The taper is an important part of any marathon training programme. Most training schedules specify a three week taper, though a few recommended only two weeks. The consensus is that three weeks is the best amount of time to give your body to rest and recover after the longest long run, and I would add that this is especially important for those doing it for the first time.

Tapering down your training has some clear physiological benefits. Improvements in your level of aerobic ability take around three weeks to develop, therefore anything done in this period over and above what you have done before – e.g. running 22 miles the week before the marathon – will be wasted.

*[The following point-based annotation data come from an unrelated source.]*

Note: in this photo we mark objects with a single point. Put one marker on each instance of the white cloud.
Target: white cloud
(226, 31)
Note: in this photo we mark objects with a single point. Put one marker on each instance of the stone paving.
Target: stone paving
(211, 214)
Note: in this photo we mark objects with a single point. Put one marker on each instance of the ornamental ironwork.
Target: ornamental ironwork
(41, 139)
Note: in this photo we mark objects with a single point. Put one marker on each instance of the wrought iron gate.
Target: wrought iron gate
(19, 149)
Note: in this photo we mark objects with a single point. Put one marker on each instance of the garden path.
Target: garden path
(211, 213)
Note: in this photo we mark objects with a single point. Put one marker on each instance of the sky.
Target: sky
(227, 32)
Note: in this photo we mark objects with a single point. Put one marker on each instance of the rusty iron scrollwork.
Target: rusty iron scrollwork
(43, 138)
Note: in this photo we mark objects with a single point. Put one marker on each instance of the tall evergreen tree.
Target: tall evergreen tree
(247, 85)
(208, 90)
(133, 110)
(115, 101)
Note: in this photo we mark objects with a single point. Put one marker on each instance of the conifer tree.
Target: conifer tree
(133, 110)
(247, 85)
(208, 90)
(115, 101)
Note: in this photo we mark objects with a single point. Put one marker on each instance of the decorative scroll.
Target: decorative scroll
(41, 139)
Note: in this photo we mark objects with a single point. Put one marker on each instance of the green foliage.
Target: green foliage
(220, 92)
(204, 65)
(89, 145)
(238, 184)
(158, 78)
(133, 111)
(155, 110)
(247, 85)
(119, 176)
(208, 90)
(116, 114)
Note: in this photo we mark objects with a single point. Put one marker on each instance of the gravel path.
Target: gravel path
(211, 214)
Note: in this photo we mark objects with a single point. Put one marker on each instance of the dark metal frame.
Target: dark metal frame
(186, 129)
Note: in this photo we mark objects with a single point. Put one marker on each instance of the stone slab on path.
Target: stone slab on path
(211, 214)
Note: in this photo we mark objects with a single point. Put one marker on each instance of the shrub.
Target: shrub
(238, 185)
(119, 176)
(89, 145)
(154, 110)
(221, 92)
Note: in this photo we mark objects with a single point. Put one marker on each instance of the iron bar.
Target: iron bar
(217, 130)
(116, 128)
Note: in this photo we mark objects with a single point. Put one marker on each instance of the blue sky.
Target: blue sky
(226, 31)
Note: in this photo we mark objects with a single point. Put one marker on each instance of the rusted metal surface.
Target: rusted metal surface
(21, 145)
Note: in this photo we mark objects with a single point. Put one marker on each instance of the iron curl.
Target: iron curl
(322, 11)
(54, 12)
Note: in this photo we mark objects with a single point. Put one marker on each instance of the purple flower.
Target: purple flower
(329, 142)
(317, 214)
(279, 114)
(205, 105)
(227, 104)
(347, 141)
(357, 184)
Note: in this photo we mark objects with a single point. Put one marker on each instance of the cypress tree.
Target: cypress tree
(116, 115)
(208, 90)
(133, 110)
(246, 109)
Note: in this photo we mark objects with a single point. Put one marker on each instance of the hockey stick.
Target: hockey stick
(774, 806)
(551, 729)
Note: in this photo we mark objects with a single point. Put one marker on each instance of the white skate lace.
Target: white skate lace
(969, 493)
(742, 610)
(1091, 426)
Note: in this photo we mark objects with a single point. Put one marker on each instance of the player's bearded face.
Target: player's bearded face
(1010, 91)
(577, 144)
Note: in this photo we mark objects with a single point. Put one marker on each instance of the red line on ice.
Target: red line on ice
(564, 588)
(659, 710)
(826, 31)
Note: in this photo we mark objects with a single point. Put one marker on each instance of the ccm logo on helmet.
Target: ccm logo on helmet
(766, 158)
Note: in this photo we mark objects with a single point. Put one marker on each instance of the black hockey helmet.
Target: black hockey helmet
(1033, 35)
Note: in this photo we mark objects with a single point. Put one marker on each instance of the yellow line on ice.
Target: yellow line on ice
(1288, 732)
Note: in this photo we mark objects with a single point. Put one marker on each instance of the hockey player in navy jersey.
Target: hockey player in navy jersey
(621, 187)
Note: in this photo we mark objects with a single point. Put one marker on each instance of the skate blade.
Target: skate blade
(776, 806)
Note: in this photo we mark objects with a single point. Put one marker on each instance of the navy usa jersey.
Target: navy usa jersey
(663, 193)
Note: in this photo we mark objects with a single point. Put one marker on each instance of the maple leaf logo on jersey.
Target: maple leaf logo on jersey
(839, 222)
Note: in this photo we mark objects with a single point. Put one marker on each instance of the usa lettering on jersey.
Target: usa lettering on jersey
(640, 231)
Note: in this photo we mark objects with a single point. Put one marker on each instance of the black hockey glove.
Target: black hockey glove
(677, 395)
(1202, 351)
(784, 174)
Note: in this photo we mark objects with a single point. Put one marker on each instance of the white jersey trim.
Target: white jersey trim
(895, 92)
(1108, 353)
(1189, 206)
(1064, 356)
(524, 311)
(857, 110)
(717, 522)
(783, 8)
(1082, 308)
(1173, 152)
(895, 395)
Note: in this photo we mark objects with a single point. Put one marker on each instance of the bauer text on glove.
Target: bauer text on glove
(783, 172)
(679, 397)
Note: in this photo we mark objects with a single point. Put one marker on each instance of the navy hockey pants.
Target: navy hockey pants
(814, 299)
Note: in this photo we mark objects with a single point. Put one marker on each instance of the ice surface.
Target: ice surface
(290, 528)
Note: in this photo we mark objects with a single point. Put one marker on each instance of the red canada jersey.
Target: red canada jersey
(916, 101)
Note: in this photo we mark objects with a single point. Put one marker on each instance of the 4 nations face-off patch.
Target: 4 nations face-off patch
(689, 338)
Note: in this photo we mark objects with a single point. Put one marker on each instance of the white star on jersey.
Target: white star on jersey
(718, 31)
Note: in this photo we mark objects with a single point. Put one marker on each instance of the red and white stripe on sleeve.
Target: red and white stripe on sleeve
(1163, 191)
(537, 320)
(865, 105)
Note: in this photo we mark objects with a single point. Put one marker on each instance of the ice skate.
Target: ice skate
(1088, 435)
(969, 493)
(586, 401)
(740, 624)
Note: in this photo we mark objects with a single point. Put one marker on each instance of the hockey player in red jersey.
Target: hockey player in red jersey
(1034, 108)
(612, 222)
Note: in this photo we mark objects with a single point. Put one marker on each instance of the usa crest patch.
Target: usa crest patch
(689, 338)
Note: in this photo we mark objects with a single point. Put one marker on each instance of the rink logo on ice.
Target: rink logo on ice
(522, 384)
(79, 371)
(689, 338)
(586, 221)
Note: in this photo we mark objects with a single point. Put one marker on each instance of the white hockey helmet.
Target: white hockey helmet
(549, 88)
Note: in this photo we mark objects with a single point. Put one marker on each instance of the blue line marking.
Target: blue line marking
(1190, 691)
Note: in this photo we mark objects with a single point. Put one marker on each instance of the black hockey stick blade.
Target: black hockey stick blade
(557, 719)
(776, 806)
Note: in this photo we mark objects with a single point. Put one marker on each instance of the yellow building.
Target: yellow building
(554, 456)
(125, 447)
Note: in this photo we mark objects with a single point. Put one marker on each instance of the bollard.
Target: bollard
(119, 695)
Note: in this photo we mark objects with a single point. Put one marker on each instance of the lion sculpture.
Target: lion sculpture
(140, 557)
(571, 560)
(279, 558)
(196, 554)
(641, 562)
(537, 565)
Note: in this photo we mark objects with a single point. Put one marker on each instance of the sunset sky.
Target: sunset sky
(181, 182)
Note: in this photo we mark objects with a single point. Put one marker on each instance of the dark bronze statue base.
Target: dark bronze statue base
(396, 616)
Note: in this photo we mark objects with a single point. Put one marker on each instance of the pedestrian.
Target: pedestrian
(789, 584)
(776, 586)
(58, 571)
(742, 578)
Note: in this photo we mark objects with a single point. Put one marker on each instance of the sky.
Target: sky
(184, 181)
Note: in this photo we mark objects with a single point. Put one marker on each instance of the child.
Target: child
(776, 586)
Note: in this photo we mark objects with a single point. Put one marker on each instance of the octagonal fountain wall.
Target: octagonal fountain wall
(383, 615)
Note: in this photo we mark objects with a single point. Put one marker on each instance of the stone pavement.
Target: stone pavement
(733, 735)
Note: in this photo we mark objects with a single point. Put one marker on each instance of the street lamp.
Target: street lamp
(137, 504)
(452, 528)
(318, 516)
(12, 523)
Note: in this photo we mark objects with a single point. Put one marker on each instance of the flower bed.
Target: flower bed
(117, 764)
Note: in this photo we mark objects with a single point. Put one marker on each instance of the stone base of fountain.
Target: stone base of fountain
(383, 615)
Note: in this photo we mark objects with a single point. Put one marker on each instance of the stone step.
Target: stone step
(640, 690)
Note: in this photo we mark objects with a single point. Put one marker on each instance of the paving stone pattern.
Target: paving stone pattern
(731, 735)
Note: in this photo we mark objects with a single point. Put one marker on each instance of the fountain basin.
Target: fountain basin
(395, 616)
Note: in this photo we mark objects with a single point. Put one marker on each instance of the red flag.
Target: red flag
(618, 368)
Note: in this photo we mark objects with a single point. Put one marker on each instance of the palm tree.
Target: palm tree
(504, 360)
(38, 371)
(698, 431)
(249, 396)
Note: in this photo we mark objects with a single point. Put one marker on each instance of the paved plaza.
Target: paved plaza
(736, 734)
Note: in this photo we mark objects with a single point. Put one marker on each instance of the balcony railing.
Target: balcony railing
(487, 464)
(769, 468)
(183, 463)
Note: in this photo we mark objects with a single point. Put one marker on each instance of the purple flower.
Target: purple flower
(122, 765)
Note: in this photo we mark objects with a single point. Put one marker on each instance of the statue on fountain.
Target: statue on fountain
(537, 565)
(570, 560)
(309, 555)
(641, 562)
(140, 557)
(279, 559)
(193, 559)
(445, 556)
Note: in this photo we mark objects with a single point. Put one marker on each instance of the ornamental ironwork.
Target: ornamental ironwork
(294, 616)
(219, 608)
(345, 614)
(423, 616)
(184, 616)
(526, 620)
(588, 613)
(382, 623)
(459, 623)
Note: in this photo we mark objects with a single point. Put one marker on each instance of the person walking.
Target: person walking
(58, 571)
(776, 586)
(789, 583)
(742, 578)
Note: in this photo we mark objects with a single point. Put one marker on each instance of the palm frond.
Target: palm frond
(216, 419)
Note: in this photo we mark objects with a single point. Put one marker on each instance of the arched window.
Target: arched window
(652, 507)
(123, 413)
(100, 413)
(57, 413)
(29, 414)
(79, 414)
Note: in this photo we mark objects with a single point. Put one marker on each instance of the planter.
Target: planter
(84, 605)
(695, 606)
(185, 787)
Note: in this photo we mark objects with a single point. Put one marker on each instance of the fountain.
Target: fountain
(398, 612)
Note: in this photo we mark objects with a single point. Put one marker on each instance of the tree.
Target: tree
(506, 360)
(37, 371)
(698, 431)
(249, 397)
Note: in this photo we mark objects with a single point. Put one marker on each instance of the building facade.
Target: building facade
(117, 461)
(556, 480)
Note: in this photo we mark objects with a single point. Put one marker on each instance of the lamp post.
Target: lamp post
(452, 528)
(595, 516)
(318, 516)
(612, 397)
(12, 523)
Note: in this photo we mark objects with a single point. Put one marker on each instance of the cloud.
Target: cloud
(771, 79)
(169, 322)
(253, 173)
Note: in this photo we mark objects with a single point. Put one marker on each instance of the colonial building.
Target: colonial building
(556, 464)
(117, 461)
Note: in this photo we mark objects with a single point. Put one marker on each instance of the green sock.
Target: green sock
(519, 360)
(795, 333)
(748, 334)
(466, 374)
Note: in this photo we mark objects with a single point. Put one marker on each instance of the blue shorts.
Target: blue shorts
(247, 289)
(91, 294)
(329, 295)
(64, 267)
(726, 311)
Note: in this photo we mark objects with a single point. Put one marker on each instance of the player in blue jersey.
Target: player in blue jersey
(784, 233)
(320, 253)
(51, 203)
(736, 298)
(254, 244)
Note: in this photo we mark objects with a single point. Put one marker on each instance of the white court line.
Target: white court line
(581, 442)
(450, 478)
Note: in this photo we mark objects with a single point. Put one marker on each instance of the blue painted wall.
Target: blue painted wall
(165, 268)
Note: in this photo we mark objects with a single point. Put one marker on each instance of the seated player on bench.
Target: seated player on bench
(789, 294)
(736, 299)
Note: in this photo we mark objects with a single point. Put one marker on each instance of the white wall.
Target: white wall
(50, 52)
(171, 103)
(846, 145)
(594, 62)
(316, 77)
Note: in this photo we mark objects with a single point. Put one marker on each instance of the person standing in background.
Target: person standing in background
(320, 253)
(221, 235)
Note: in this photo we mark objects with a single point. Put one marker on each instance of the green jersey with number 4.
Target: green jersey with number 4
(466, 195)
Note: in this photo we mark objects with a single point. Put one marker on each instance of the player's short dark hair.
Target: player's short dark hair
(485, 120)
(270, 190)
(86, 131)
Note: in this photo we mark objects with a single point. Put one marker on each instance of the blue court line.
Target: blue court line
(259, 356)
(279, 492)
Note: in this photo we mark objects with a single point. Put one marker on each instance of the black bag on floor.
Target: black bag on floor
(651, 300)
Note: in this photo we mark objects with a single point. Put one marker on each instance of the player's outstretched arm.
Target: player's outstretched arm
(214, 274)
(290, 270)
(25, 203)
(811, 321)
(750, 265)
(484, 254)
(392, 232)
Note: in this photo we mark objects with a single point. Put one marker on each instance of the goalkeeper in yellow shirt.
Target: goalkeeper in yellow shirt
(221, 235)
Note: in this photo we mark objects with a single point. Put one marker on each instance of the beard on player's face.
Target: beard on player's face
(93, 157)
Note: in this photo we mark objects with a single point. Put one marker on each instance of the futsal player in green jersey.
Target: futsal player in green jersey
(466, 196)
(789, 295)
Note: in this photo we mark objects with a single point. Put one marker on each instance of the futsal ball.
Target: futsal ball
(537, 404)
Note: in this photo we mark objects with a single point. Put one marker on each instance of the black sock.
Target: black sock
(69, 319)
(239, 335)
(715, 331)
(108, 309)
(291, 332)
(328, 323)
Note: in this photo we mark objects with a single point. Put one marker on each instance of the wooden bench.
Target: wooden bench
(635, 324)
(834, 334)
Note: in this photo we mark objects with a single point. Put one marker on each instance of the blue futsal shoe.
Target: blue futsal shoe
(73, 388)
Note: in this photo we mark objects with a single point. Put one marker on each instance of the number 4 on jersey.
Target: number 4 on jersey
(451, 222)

Your body needs the time to rest and recovery. And most importantly, you want to feel fresh and ready to go come race day.

However, despite the fact that your overall mileage comes down, the quality of your training should remain the same. So if speed work is part of your programme, continue to do this at the same intensity as you have done up to now.

You may find the following couple of links useful:

BBC News Sports Academy

London Marathon magazine

During your taper watch your food intake and ensure that you get plenty of carbohydrates, fruit and vegetables, as well as adequate levels of protein. Putting on a few pounds during this period is normal and you will need the extra energy stores. You burn anything between 2500 and 3500 calories during a marathon!

Take a look here for more advice on pre-race nutrition.

Just as important as eating the right food is getting enough water.
Ensuring you are hydrated is vital for a good race, so make sure you sip water throughout the day. Whether or not you avoid alcohol is down to personal preference (I try and avoid it for the last 2-3 weeks before a marathon).


But if you do fancy a pre-race tipple, here are some thoughts and experiences of fellow runners.

Also, try and get plenty of sleep, with as much of this before midnight if at all possible. It is during this time that the body repairs itself. And avoid people with colds and flu – this is not the time to pick up a virus.